The polymerizable composition may be supplied by ejecting it from a print head, rather than from a tank. Such methods are often referred to as inkjet or multi-jet 3D printing. Immediately after the polymerizable composition is applied to the build surface substrate or previously applied layer, it is cured by one or more UV curing sources mounted behind the inkjet print head. Two or more print heads may be used in methods that allow different compositions to be applied to different areas of each layer. For example, compositions of different colors or different physical properties may be applied simultaneously to create 3D printed parts of different compositions. In common usage, support material (which is subsequently removed in a post-processing process) is deposited simultaneously with the composition used to create the desired 3D printed part. The print head may be operated at temperatures from about 25°C to about 100°C. At the operating temperature of the print head, the viscosity of the polymerizable composition is less than 30mPa.s.

The method for preparing a 3D printed object may include the following steps: a) providing (e.g., coating) a first layer of the polymerizable composition of the present invention on a surface; b) at least partially curing the first layer to provide a cured first layer; c) providing (e.g., coating) a second layer of the polymerizable composition of the present invention on the cured first layer; d) at least partially curing the second layer to provide a cured second layer bonded to the cured first layer; and e) repeating steps c) and d) as many times as desired to construct a three-dimensional object.
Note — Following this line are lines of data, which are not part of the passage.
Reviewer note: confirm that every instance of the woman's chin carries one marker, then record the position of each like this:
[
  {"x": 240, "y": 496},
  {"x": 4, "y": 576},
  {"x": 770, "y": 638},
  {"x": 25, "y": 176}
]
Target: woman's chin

After a 3D object has been printed, one or more post-processing steps may be performed. Post-processing steps may be selected from one or more of the following steps: removal of any printed support structures, removal of residual resin by washing with water and/or organic solvents, and post-curing using heat treatment and/or actinic radiation, either simultaneously or sequentially. Post-processing steps may be used to transform a freshly printed object into a functional finished product that is ready to be used in its intended application.

Inkjet Printing Method

The inkjet printing method of the present invention comprises spraying the polymerizable composition of the present invention onto a substrate.
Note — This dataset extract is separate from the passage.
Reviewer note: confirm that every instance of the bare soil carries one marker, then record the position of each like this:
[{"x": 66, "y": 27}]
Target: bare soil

The substrate onto which the polymerizable composition is sprayed may be any type of substrate. Suitable substrates are described in detail below.

The polymerizable composition can be ejected by one or more print heads which eject small droplets of liquid through nozzles in a controlled manner onto a substrate that moves relative to the print heads.
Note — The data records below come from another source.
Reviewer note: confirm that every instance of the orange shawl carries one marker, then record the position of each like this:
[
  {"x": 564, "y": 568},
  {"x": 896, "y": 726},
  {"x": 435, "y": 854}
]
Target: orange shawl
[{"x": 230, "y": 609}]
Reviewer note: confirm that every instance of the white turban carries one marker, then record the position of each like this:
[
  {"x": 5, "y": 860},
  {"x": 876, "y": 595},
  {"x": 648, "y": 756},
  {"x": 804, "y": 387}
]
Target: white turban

The print head can be a piezoelectric head or a continuous print head.

Inkjet printing can be done in single pass or multi-pass printing mode.

The inkjet printing method may further include a UV curing step. In inkjet printing, a UV curing device may be provided in combination with the print head of the inkjet printer, and as it moves, the liquid UV-curable inkjet ink is exposed to curing radiation within a short time after being ejected.

In a particularly preferred embodiment, the UV curing step is performed using a UV LED light source.

To facilitate curing, the inkjet printer may include one or more oxygen depletion units. The oxygen depletion unit places a layer of nitrogen or other relatively inert gas (e.g., CO2) in an adjustable position and with an adjustable concentration of the inert gas to reduce the oxygen concentration in the curing environment.

Substrate

The substrate to which the polymerizable composition of the present invention is applied may be any type of substrate.

The substrate can be a ceramic, metal, mineral, cellulose, animal-based or polymeric substrate. The substrate can also be a part of the human body, such as a tooth or nail.

The substrate may be porous or substantially non-porous. The substrate may be transparent, translucent or opaque.

Examples of ceramic substrates include alumina-based ceramics and zirconia-based ceramics.

Examples of metal substrates include titanium, gold, silver, copper, brass, steel, and bronze.

Examples of mineral substrates include glass, asbestos, and basalt.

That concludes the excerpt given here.